Now Christ's life is not the only thing Christians hold to be true, or even the entirety of the message we claim God sent to us. But it is the core--which is why we embraced the (originally derogative) term "Christians" and hold it as our own.
But there was this other guy, a very smart and compassionate guy, who saw a lot of the greed and hypocrisy of the world, and decided that it was completely broken. The rich, he saw, generally stay rich at any cost, while telling the poor stories that make them content enough to keep working. These stories took many forms--some of them were histories, in which first kings and later self-starters were idolized as Great and Noble, and any small indiscretions or vileness glossed over as part of their secular beatification. Some of them were religions, which the rich use to say "blessed are the poor" while keeping money for themselves. Some of these are, well, stories, which all have hidden "ideologies," or values which they espouse as either good or bad.
For him, the only way to escape these troubles was to associate himself with the powerless and not the powerful. The only good stories, really, were the peasant stories, the proletarian stories, because these were the honest speeches of oppressed peoples as opposed to the oppressive ideologies of the rich. The only good religion, really, was the worship of the peasant, because all our images of god are a form of worshiping the ultimate power, and therefore presupposes a natural (and oppressive) hierarchy of power. The only good fiction is that which doesn't corrupt, that which hasn't been sophisticated in order to systematize oppression but expresses the communal experience of united peasants.
Now one could argue that neither ideal has ever been fully put into practice in a social sense. Christianity, as one could argue (and many have), is that way because of its central paradox--even Christians are redeemed only through a process, and the fallen nature of humanity perpetuates the power-based kingdoms of earth. It is, in a very strong sense, a religion of longing for heaven far more than a religion enabling earthly happiness. Marxism failed because, not to put too fine a point on it, those who lead Marxist revolutions had a sneaky tendency to grab what power they can and then destroy anything that threatens their positions at the top of a power chain.
Now all of this, for me, puts a very interesting slant on the recent Pullman debate. Basically, and not to put too fine a point on it, a lot of Christians(1) seem to object to Pullman's books because, however well-written they are, they exist as expressions of an atheistic ideology (however strongly based in Christian thought and values.) For this reason, the Catholic League (for instance) has expressed a desire for a boycott of the movie on the hopes that no sequels will be made. The correlary, of course, is that a specifically Christian art should replace the secular, dangerous art of Pullman and his ilk; and Christians should only consume those products since they are written from the Christian ideological perspective. By replacing vehicles of "secular" or "pagan" ideology with vehicles of "Christian" ideology by exertions of financial power, the world can (according to such reasoning) be made into a more Christian place--that is, a place where the ideas and truths of Christ take precedence over the ideas and truths of man.
Funny thing, though.
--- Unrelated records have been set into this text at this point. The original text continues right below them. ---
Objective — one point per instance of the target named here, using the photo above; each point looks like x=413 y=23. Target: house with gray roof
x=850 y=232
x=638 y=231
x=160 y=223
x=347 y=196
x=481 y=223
The methodology I see (villification of the dissenter, a strong sense of the necessity of group solidarity, communal use of power to suppress potentially evil ideas) seems to follow the pattern of one of these world-changing individuals. Guess who?
(1) Leaving aside, for the moment, the issue of Pullman's novels being given to children who are not sufficiently capable of reasoning through the arguments implicit in Pullman's books. After all, it does seem fundamental to Christianity to direct a child's life clearly, and limit early temptations to evil. Even Christ himself was raised as a good Jew.